Illustration of Lynn Valley (detail) by Walter Draycott, NVMA Fonds 26-18-26.


At the turn of the 20th Century, the place we know as “Lynn Valley” was emerging as a logging centre due to its strategic elevation and confluence of waterways on the north shore. Its development as a white settler community was influenced by sawmills and water companies. Flumes carried the lumber down the mountain to the inlet and the waterworks provided clean drinking water for all of Vancouver. By way of industry, the place was referred to by its new inhabitants as “Shaketown”.


At the start, Shaketown was simply a clutch of cedar-built dwellings surrounded by dense forest and situated high above the company-town of Moodyville – the first non-Indigenous settlement on the north shore. In time, workers settled down and families formed around Hastings Creek and the sawmill.
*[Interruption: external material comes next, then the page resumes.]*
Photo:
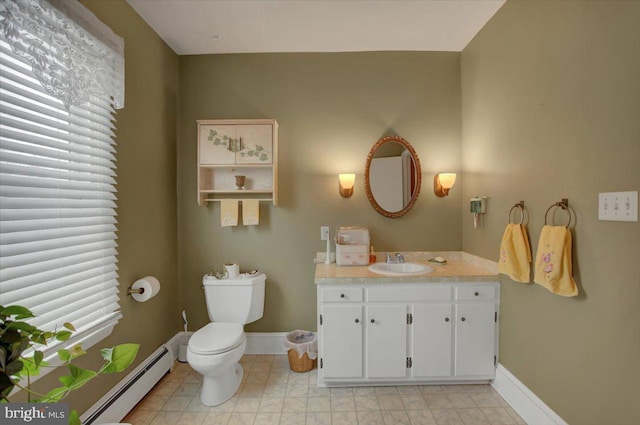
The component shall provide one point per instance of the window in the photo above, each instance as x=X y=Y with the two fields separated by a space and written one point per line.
x=57 y=177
Travel down the mountain was suitable for cedar shakes and logs, but not people. The skid road from Shaketown to Moodyville was treacherous, and the 30 families residing in Shaketown in 1904 decided it was time to build the Lynn Valley School.

First Lynn Valley School No.6648 and Second Lynn Valley School 26-19G-1


The first Lynn Valley School was established on May 20, 1904, a simple one-room wooden structure with a modest playground to serve the children of the logging community. Beginning with 18 students, the school attendance fluctuated reflecting seasonal labour and the rural status of Lynn Valley. Miss Margaret Whiteley was employed as the first school mistress at $40 a month. In 1908, the school was replaced by a new wooden building that still stands today at Harold St. and Mountain Hwy as the Parent Participation Day Care.


“The good folk of Lynn Valley had a most enjoyable time last evening when the opening of the new school house was celebrated. The program was time to begin at 7:30, and long before that time standing room even was at a premium and many were forced to stand in the lobby.”

February 21, 1908. The World newspaper.

“Barkers hardware store” in the Fromme Block, ca. 1913, No. 12464


In 1912, legislation passed that amended the Public School Act and required compulsory education in municipalities, including North Vancouver. This, combined with a growing population due to employment with the Lynn Valley Lumber Company and the lure of land speculation, saw families flocking to Lynn Valley, which created a demand for retail businesses, such as those found in the Fromme Block. A new school building was also added, a two-storey wooden structure with four classrooms.

Third and Fourth Lynn Valley Schools No.9644

Overcrowding in the Lynn Valley schools became commonplace and within 16 years of opening the first Lynn Valley School, a fourth building was erected to manage the overflow of students. The new building was designed by well-known architects, Blackadder and McKay. The brick and concrete structure had four rooms and connected to the earlier, third Lynn Valley School by way of a covered wooden passage. The fourth Lynn Valley School was completed in 1920 and it is this heritage building that we are celebrating in this exhibition.